With the same drain current, two transistors always differ in their gate Source voltage. Therefore and because both inputs are at zero potential, the Drain currents are not exactly the same with each other. As a result, flows through the contra Rg would be a compensating current. Rg also determines the differential gain. The means that the offset voltage of the amplifier is not zero in the input stage is balanced. This gives the advantage that the arrangement of the construction elements in the input differential amplifier is absolutely symmetrical.

If you apply the same signal source (common mode control) to both inputs, then it is For reasons of symmetry, it is possible to omit the resistances Rg. If you have the Stitch rule on the input loop (with the requirement Uds = constant) used, it follows that the drain currents remain constant in this mode, the that is, the common mode gain is zero.

According to the invention (PA under a)), each of the transistor pairs T1.1 + T2.1 works, T1.2 + T2.2, T3.1 + T4.1, T3.2 + T4.2,, T5.2 + T6.2 in the same static and dynamic working point. The transistor pairs T3.x (the transistors T3.1 and T3.2), T4.x, T5.x and T6.x are also designed as double transistors.
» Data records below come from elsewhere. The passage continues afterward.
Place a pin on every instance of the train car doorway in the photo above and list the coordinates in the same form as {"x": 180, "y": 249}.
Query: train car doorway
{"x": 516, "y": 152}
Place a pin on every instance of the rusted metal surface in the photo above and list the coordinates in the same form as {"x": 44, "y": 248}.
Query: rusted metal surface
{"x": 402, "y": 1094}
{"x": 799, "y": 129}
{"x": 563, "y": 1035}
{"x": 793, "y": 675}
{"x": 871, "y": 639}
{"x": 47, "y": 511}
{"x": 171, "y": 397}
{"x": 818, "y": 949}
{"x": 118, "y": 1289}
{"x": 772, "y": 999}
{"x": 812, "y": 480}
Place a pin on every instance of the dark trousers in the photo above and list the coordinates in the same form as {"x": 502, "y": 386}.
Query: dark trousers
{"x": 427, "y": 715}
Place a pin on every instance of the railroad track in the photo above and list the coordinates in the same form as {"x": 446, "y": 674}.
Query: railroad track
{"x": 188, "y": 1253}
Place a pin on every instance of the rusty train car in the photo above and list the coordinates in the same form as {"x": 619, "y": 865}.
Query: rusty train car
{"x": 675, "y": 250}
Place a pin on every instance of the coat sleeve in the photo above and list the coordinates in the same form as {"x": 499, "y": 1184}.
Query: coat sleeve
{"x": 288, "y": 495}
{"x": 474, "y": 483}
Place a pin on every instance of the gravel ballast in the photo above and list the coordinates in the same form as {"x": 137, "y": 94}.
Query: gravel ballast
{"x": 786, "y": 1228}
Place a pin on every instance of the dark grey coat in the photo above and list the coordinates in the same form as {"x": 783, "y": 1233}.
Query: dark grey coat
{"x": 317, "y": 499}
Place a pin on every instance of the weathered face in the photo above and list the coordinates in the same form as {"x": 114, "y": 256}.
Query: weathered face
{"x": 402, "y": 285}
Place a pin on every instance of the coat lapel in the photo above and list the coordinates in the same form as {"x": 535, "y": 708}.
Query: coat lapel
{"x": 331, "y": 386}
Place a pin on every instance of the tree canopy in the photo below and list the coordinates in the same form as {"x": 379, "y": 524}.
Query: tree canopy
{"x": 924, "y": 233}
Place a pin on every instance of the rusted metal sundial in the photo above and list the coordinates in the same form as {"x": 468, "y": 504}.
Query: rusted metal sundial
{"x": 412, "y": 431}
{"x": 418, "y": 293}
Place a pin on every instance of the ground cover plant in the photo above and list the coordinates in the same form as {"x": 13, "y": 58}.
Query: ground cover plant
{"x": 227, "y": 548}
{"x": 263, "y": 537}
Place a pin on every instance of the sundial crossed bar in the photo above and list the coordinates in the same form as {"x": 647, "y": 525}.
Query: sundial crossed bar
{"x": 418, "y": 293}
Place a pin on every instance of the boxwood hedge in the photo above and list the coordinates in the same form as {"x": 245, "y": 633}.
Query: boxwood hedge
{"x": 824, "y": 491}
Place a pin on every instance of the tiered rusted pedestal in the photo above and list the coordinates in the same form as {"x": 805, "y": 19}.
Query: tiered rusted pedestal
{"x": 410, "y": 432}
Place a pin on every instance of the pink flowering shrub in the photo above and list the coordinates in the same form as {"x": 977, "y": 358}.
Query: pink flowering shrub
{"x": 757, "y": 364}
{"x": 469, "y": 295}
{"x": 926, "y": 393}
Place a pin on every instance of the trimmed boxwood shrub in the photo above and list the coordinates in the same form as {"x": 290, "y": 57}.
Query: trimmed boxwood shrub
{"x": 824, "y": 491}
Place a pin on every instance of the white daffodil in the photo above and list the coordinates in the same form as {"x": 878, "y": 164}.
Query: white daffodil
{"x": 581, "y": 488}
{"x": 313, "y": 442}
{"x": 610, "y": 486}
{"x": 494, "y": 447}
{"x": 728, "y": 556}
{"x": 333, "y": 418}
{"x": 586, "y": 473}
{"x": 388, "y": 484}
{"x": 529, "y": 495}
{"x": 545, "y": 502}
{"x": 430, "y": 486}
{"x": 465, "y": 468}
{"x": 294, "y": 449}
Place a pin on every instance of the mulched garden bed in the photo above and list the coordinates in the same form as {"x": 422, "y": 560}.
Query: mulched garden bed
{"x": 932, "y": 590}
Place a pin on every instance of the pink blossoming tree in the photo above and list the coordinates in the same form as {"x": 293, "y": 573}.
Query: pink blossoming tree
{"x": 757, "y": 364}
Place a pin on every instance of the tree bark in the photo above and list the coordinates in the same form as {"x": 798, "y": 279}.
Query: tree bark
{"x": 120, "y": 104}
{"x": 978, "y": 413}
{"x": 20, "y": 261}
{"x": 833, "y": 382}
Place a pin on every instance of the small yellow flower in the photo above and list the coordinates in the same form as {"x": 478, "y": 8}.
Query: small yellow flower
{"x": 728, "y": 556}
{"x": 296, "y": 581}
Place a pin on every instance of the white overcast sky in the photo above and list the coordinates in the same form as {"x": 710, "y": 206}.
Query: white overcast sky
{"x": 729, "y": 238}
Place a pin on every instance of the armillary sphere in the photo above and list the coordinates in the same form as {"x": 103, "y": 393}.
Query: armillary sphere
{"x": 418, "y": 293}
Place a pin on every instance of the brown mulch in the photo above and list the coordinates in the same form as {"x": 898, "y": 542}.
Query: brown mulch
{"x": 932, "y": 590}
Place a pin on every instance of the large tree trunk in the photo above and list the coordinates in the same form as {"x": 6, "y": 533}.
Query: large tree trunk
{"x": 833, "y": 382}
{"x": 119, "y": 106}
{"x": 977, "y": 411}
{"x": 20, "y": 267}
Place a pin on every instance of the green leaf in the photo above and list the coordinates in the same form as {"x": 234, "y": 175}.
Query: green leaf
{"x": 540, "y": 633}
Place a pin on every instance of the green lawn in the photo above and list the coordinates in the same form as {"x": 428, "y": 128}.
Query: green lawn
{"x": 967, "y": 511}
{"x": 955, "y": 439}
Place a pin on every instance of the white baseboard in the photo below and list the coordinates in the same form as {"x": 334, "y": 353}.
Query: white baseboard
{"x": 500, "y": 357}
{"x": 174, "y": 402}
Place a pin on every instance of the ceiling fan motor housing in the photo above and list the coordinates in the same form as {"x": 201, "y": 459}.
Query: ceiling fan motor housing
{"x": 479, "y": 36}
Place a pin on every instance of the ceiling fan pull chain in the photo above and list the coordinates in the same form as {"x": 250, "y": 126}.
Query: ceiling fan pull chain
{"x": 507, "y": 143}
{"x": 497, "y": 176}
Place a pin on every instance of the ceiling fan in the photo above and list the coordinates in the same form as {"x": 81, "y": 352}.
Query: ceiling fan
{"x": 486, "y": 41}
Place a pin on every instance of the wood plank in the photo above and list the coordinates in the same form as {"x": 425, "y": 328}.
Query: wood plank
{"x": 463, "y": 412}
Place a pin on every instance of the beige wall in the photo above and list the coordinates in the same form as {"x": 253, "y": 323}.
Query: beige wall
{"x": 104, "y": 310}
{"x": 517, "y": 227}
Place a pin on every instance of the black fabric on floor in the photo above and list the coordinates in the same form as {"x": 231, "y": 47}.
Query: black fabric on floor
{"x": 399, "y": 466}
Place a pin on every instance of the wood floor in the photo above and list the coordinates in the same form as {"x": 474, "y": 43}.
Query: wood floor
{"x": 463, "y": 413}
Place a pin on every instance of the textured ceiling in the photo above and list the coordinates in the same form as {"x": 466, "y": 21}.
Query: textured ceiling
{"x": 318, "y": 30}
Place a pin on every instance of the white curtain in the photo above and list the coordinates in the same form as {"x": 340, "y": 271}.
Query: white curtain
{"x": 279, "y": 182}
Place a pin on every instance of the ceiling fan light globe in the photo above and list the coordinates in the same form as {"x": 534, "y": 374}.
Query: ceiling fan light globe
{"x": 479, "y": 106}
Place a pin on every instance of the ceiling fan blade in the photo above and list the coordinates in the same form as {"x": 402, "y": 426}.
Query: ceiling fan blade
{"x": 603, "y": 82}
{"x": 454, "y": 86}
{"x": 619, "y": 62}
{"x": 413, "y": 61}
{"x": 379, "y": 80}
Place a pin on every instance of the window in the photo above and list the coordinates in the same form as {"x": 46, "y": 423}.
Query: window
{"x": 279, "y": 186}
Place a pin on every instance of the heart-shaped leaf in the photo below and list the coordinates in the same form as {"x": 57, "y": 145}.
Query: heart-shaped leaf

To the zero point errors of the overall circuit due to the input offset voltage compensate, the operational amplifiers OV1 and OV2 serve as integrators work. Since the OV1 and OV2 form an NF branch, the time constant R3C must be used dimension so that the lowest signal frequency is still fully transmitted. To this It is possible to couple several amplifier stages in a galvanic manner.  

The following are some application examples of the invention with reference to Drawings explained in more detail. Show it:

Fig. 3 audio bridge amplifier

If a power output stage has larger output currents and output voltages output transistors, the end transistors face great challenges. You should be right away Can withstand large currents and voltages without the transistor properties to deteriorate. Since such requirements are difficult to achieve, there is e.g. Legs Possibility to use the bridge circuit to transfer the voltage to the final transi to cut in half.

Because of the high output common mode rejection is an extremely high attenuation factor can be reached in the heights.

Fig. 4 Symmetrical signal transmission

The amplifier V1 works as a phase inversion circuit, ie as a "line driver". He gives balanced signals to the line. Given the relatively long length of the lines it is recommended to amplify the signal and common mode interference signals in the lines to suppress. This is the task of amplifier V2. As a recipient at the end of the The line serves the amplifier V3, which works as a differential amplifier and a two-phase Output signal delivers.

Claims (1)

The polarity-independent differential amplifier is a differential amplifier with symmetrical outputs, in which the phase shifts of the two output signals to the input signal, which is fed in only on one of the two inputs (when the other is on the ground), are as identical as possible and whose circuit arrangement is characterized by

• a) that each arbitrarily selected transistor of the circuit diagram has its complementary transistor, which is operated in the same static and dynamic operating point,
• b) that the signal paths from each input (while the other lies on ground) to the desired output - on which the signal is passed on - are theoretically identical to one another,
• c) that no matter how many amplifier stages are DC-coupled in series, the output zero point error of the last stage remains the same.